Date first published: 19/10/2021
Key sectors: finance
Key risks: bank runs, monetary policy
81 countries representing over 90 per cent of global gross domestic product (GDP) are either researching or looking to launch their own central bank digital currencies (CBDCs). 15 countries, including China, South Korea, and Sweden are running pilot CBDC projects, while five Caribbean countries have launched full projects. There exists a series of motivations for introducing CBDC – ranging from improved financial inclusion, reducing transaction costs through the elimination of middlemen, combating the rise of cryptocurrency and evading US sanctions. Yet introducing CBDC carries huge risks. Privacy advocates worry that it would allow central banks and governments to track every single financial transaction. Others are concerned that it raises the risk of money laundering and illicit transactions. But the largest is the CBDCs’ potential to upend the entire commercial banking sector.
Why it matters
Commercial banks are at the centre of the financial system. Traditionally, banks have made a large proportion of their revenues from acting as middlemen in virtual transactions – with McKinsey estimating that those services generated as much as US$2tn in 2019 alone. A more efficient payment system would thus eliminate literally trillions of dollars in global bank revenue. Furthermore, banks rely on deposits from the public and from non-financial corporations. CBDC has the potential to significantly affect the banking sector by cutting revenues and reducing deposit funding.
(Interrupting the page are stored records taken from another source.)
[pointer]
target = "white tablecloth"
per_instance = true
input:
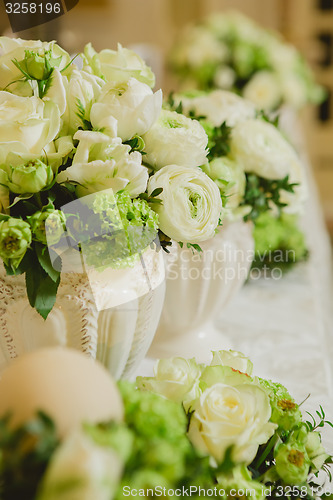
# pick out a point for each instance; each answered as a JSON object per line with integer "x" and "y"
{"x": 285, "y": 326}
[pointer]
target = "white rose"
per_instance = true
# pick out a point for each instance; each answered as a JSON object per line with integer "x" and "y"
{"x": 27, "y": 124}
{"x": 4, "y": 197}
{"x": 225, "y": 77}
{"x": 235, "y": 416}
{"x": 234, "y": 359}
{"x": 219, "y": 106}
{"x": 261, "y": 149}
{"x": 191, "y": 203}
{"x": 82, "y": 90}
{"x": 175, "y": 139}
{"x": 175, "y": 378}
{"x": 294, "y": 90}
{"x": 81, "y": 470}
{"x": 14, "y": 48}
{"x": 117, "y": 65}
{"x": 102, "y": 165}
{"x": 264, "y": 90}
{"x": 133, "y": 104}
The monetary system has developed over thousands of years. Commodities, primarily gold, were initially treated as money. While those who held gold faced no counterparty risk, gold was inconvenient to carry around for transactions and difficult to divide. Over the centuries it was replaced by paper money, with central banks holding gold and creating paper notes backed by gold and then by government bonds. In the modern economy, the majority of what we think of as money is a digital liability of a commercial bank. In other words, retail deposits are commercial bank liabilities, and only paper money is directly a central bank liability. Commercial banks receive wholesale funding from central banks, and deposits from everyday retail consumers – using those funds to distribute loans and purchase other assets.
CBDCs could change the entire financing model. A retail CBDC could allow consumers to hold private accounts at the central bank. A private account at the central bank would be more secure than an account at a commercial bank – as the central bank is less likely to default than commercial ones. For a commercial bank to attract deposits it would need to offer higher interest rates. Alternatively, commercial banks could rely on wholesale markets – likely leading to higher rates. Potentially more worryingly, there would be strong incentives for individuals to convert their commercial bank deposits to CBDC during times of financial stress – increasing the risk of a bank run.
Central banks have raised concerns over CBDCs’ effect on the composition and cost of bank funding. Thus, they have attempted to design and implement CBDC in a way that makes the demand for CBDC, vis-à-vis bank deposits, manageable. Yet alternative models significantly reduce the potential benefits of CBDC. While some countries may implement CBDC models that do not significantly affect demand for commercial bank deposits, its highly likely that others will move ahead with a more disruptive and higher risk system.